Er hat das mit Kim gemacht. Er hat das mit anderen Führern gemacht. Er hat das mit Präsident Xi aus China gemacht, und das ist einfach sein Stil. Er denkt, dass er mehr von diesen Treffen hat, wenn sie von Angesicht zu Angesicht stattfinden. Es ist seine Art, die Dinge zu machen.

Haley erwartet jedoch für die Zukunft ein anderes Vorgehen des US-Präsidenten:

Sie werden sehen, dass an den nächsten Treffen Leute teilnehmen werden, die Arbeitsgruppen werden zusammenkommen, all diese Dinge. Aber er hat immer gedacht, um diese spezielle Realität dieses Zweiergesprächs zu schaffen, muss er es persönlich führen.
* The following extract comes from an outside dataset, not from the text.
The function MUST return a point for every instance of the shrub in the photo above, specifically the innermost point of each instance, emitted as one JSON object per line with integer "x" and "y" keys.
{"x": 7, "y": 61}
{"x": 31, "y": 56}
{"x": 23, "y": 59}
Haley beschreibt auch ihr generelles Verhältnis zum US-Präsidenten:

Unabhängig davon, ob ich etwas sage, dass er mag oder nicht mag, er ist respektvoll, er hört zu, und wir haben eine Unterhaltung darüber. Bereit zu sein, auch die schlechten Nachrichten zu hören, ist etwas, das alle von ihrem Präsidenten verlangen sollten", so Haley abschließend.